Esteban Cancio
La puerta se cierra con un chasquido metálico. Ahora está solo. Extiende una mano y toca los ladrillos. Una superficie áspera cubierta por una pátina húmeda de barro y musgo. Está oscuro y no puede percibir los detalles. Un olor ligeramente rancio impregna los muros. Deshace el ovillo y busca una saliente en la pared para atar un extremo del hilo. Se anuda la otra punta en la cintura y empieza a caminar. El piso es irregular, cubierto en algunos tramos por una capa de arenisca, en otros por baldosas o mosaicos pulidos, o simplemente por terrones y piedras que afloran de la tierra desnuda.
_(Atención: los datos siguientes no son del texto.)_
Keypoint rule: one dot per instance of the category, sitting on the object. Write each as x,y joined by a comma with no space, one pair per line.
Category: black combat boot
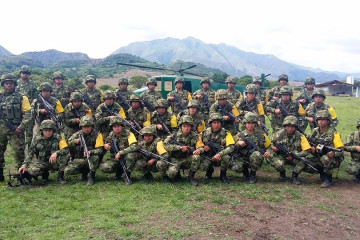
209,173
223,177
60,178
91,180
252,177
192,179
295,179
282,176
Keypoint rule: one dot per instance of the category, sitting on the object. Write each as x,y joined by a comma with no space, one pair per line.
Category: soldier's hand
216,157
107,146
53,157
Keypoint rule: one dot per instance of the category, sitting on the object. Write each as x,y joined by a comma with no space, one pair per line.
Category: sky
317,34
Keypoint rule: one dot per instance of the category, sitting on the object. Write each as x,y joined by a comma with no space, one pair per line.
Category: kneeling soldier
126,142
51,153
87,145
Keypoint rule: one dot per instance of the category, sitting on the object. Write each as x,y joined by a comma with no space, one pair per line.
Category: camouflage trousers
253,161
191,162
78,165
17,143
111,165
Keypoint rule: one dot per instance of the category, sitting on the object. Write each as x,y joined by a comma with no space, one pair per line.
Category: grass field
111,210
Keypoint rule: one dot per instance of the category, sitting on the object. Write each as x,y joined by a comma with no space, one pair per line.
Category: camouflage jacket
29,89
42,148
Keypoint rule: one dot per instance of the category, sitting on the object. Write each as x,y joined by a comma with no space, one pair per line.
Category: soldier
61,91
106,111
318,104
274,93
352,145
151,144
92,96
163,120
51,153
14,117
73,112
219,143
233,95
29,89
283,107
185,148
250,158
85,162
179,98
227,110
151,95
193,109
205,97
295,142
126,143
38,107
123,94
326,135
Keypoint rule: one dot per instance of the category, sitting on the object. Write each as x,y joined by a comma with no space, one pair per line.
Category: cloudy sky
317,34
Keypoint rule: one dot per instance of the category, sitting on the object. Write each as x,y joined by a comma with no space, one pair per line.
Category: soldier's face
48,133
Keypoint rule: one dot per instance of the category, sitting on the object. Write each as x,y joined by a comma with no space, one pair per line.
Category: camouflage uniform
352,141
312,109
292,107
16,109
226,143
229,125
42,148
182,160
183,97
94,142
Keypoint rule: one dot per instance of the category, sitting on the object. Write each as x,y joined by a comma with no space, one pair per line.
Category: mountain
224,57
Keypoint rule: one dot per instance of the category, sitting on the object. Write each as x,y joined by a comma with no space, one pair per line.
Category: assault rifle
115,150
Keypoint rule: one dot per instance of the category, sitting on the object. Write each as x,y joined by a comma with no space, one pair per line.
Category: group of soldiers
70,131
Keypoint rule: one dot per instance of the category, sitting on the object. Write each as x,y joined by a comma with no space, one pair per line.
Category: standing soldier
127,146
29,89
205,97
283,107
193,109
248,156
233,95
73,112
162,119
317,105
151,95
92,96
60,91
179,98
296,143
352,145
219,143
14,117
151,144
185,148
227,110
123,94
85,162
326,135
274,93
106,111
51,153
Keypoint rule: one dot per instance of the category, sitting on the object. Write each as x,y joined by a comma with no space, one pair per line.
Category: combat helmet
290,120
45,86
25,69
186,119
8,77
47,124
86,121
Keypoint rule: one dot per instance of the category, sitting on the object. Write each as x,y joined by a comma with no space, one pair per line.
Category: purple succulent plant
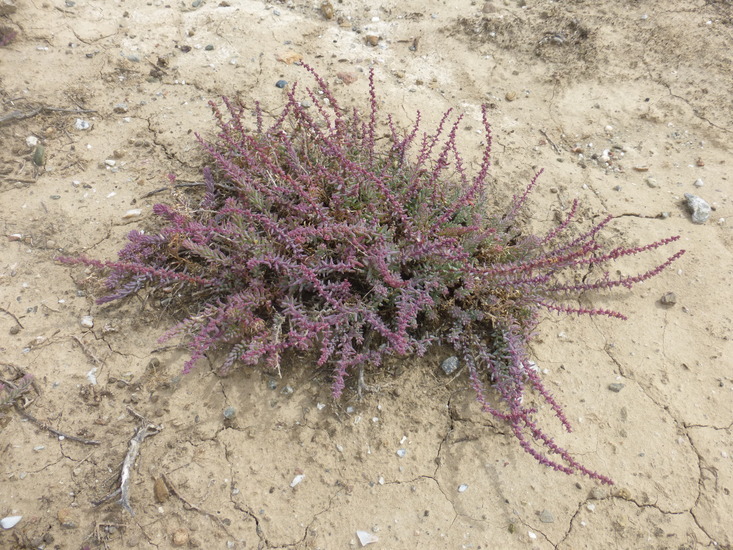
311,236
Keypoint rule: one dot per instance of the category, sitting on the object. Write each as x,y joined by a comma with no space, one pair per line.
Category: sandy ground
648,83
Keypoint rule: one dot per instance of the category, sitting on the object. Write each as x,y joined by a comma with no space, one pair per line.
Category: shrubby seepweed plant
312,235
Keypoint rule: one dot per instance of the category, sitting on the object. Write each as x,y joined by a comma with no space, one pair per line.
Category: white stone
10,521
365,537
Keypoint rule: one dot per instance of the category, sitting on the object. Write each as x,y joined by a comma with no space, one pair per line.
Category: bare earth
649,83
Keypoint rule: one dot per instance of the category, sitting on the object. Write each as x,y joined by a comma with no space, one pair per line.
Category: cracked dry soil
625,104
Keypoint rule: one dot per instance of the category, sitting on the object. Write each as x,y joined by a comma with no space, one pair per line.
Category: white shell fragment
297,479
134,213
365,537
10,522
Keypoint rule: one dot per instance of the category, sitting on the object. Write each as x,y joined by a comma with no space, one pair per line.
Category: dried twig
54,431
13,316
145,430
188,504
12,116
93,358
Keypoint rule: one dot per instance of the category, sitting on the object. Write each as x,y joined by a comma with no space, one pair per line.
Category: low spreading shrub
314,234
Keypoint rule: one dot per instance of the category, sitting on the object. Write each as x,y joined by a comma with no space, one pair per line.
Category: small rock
365,537
39,155
160,490
7,7
699,209
327,9
297,479
66,518
450,365
289,57
668,299
488,8
180,537
10,521
547,517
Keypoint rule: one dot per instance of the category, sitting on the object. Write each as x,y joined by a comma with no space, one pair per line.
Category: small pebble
39,155
699,209
180,537
10,521
297,479
668,299
547,517
160,490
365,537
450,365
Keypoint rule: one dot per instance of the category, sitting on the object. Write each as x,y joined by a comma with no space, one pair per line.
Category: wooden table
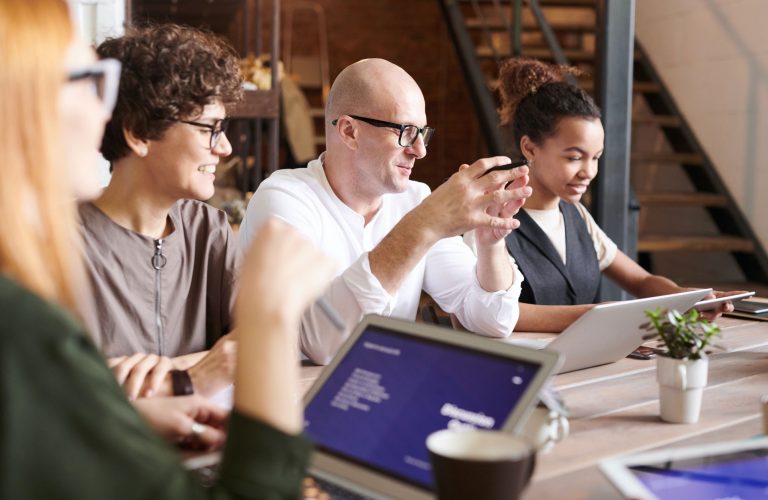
615,410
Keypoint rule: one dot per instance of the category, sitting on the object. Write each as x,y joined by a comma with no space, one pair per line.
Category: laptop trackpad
530,343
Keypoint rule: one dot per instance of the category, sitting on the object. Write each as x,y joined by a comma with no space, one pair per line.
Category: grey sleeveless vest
547,280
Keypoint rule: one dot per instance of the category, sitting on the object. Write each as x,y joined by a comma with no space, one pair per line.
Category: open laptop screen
392,390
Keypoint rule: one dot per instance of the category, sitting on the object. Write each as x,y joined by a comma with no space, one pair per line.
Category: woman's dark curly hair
535,96
170,72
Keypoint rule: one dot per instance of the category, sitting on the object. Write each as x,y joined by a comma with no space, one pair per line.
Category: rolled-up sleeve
451,279
352,294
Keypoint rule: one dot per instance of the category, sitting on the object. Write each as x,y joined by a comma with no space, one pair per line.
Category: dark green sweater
68,431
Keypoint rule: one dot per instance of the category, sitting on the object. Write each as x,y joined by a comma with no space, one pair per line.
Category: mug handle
531,466
562,428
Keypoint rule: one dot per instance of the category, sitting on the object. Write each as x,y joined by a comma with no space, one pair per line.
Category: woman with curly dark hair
161,261
559,247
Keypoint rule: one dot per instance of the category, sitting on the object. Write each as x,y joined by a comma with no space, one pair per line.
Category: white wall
713,56
95,21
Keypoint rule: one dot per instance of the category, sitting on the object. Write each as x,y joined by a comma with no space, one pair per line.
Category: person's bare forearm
276,402
494,271
549,319
186,361
399,252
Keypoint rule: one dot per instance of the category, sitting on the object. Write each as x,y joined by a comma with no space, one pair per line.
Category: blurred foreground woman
67,429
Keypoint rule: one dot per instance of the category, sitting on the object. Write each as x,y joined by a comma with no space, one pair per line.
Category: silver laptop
610,331
393,383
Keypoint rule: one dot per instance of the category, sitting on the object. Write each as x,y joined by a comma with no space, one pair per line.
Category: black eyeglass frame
218,128
426,132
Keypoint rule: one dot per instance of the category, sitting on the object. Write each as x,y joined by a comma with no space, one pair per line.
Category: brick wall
411,34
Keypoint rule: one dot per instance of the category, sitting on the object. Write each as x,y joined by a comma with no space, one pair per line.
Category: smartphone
750,306
709,304
506,166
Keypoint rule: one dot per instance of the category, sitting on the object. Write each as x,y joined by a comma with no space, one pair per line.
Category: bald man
390,236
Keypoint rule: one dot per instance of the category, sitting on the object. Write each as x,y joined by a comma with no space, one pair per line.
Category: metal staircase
674,182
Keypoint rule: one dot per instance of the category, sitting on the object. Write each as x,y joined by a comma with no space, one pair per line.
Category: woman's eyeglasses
104,77
217,129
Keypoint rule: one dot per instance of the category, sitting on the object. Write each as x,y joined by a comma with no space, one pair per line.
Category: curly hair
536,95
170,72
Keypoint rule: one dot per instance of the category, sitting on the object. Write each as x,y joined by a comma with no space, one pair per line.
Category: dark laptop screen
392,390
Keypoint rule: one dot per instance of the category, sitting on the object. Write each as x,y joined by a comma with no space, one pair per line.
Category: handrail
482,98
549,36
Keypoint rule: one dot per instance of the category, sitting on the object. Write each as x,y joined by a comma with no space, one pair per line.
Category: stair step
529,24
646,87
587,85
682,199
558,3
541,53
684,158
672,243
658,120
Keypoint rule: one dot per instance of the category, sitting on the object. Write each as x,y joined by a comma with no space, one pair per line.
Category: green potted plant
681,367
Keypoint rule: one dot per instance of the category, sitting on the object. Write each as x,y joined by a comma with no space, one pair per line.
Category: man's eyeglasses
408,133
216,129
104,77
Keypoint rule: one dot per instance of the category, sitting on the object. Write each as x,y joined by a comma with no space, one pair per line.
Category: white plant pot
681,385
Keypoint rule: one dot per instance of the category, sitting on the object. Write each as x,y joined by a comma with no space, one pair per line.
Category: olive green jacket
68,431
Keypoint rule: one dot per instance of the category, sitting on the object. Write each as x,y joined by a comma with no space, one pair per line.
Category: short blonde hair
37,221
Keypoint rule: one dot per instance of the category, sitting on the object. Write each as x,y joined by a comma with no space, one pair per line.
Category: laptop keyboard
313,488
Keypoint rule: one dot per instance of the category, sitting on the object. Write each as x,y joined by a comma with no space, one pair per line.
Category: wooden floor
614,411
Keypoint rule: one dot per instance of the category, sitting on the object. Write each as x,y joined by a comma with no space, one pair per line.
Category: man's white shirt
304,199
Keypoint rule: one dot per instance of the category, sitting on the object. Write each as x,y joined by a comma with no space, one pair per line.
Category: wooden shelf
257,104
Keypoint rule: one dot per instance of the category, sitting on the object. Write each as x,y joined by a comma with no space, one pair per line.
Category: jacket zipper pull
158,259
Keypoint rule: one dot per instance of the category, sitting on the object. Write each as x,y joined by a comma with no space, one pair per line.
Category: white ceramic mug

Al principio abundan el barro y los charcos que se forman en las zonas bajas, y puede sentir cómo sus pies descalzos se cubren de una capa de suciedad cada vez más gruesa. Esa costra lo protege un poco del filo de las piedras y el borde cortante de los mosaicos rotos. Camina despacio, igual, adivinando en los bultos que percibe las formas de los huesos y los desperdicios dejados por la bestia después del banquete. Un escalofrío le recorre la espalda cuando descubre un trozo de muslo apenas mordisqueado. Pero es mejor, piensa, encontrarlo satisfecho. Da una vuelta a la derecha y después otra. Escucha ruidos. Gruñidos que retumban en las paredes como la voz de un dios en las columnas del templo. También el olor es ahora insoportable. Siente un cosquilleo en el estómago. Se detiene ante un recodo y espera. Escucha un bufido, un trote ligero alrededor de las paredes. Detrás de esa esquina, piensa, está el recinto. Piensa en su padre, la casa abandonada, los compañeros muertos. Su pasado. El hilo inestable del futuro. Ni un héroe ni un mártir, piensa. Sólo quiero ser un hombre a la altura de su destino. Suspira, desenvaina la espada de Ariadna y se hunde en el corazón del laberinto.
La espada vibró en las sombras. El Minotauro, gordo y viejo, se despertó sorprendido, intentó reaccionar, pero resbaló en el piso, cubierto de sangre y carne podrida. Resignado, miró a Teseo. Suspiró y se dejó matar.